Discourse: Putting an end to capital flight by forgiving financial crimes
The Jakarta Post
Jakarta, posted: Tue, June 23, 2015 | 08:52 am
Bambang Brodjonegoro - JP/Jerry Adiguna
In a bid to bring home billions of dollars in financial assets stashed overseas, the government is planning a bill on a tax amnesty. The facility will allow financial crimes, from corruption to money laundering and tax evasion, to be exempt from all charges in exchange for the beneficiaries repatriating their assets. Finance Minister Bambang Brodjonegoro talked to The Jakarta Post's Nadya Natahadibrata, Esther Samboh and Rendi A. Witular on Sunday regarding the proposed facility. Following are excerpts from the interview:
Question: How's the progress on the revision of general tax system (KUP) law? We've heard that it will include a tax amnesty facility.
Answer: We are planning to deliberate the KUP revision first. The revision bill will be submitted during this [legislature] hearing period. We'll see about a tax amnesty. It will not be part of the KUP law, because a mere tax amnesty would not be attractive. We need an amnesty with a broader scope.
A broader scope?
A pardon for general financial crimes, including corruption, money laundering and so on. No one will be interested in complying if the amnesty only covers taxes.
What do you mean by financial crimes?
The point is that this bill is not merely about tax. We have a bigger agenda, an agenda to bring back the funds from overseas. In order to do that, people need assurances. In exchange for having to pay taxes, they want their past crimes ' which led to them owing so much ' to be forgiven as well.
They got their money somehow, and how they got it may not be in accordance with our laws, for example through tax crimes.
Most importantly, when we repatriate the funds and tell them to pay the taxes, there has to be an incentive. And that incentive is in the form of an amnesty.
Such a facility will surely draw criticism of moral hazard. How do you respond to that?
Do we want the status quo or do we want to change things? If we want the status quo, fine. But who's happy? Tell me, who is happy for the funds to stay overseas? Singapore, that's who. Once this policy is implemented, [Singapore] will be affected.
What is the value of the parked funds in question?
According to McKinsey, which was hired by Bank Mandiri to carry out a study, the total funds reach around Rp 4 quadrillion (US$300 billion) in Singapore, comprising Rp 2 quadrillion in assets and another Rp 2 quadrillion in cash.
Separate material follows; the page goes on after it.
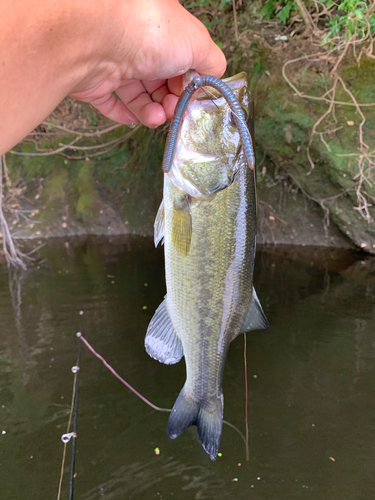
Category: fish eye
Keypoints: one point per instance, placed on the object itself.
(231, 117)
That's in Singapore alone, not to mention [funds in] Hong Kong, Switzerland, Luxembourg and the Cayman Islands.
We are currently targeting Singapore because we assume they accommodate most [of the funds]. There are [funds hidden] in other countries as well, but Singapore is the closest, so it's the easiest. The study from McKinsey is only an estimate, not an exact amount. But the point is, it's worth going after.
Has any country ever implemented a similar policy?
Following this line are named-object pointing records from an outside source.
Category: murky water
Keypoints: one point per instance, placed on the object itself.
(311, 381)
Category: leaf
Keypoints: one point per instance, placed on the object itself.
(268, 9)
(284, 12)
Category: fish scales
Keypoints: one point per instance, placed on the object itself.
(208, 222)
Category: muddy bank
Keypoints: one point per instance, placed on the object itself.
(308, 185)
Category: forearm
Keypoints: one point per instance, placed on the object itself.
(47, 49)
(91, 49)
There are a lot. Italy implements the scheme regularly.
Do those schemes cover funds from corruption and money-laundering practices?
Yes. In Italy, money from the mob has been repatriated. What's important is that [our planned amnesty] triggers a kind of national reconciliation to bring home our money. We spend our time cursing corruptors, but they are safe in Singapore. It's not fair. The one who benefits from their safety is not us, but Singapore.
But once again, we still need to convince law enforcers, the National Police, [money-laundering watchdog] the financial transaction report and analysis centre (PPATK) etc. That is the most important task.
Won't the facility contravene other laws?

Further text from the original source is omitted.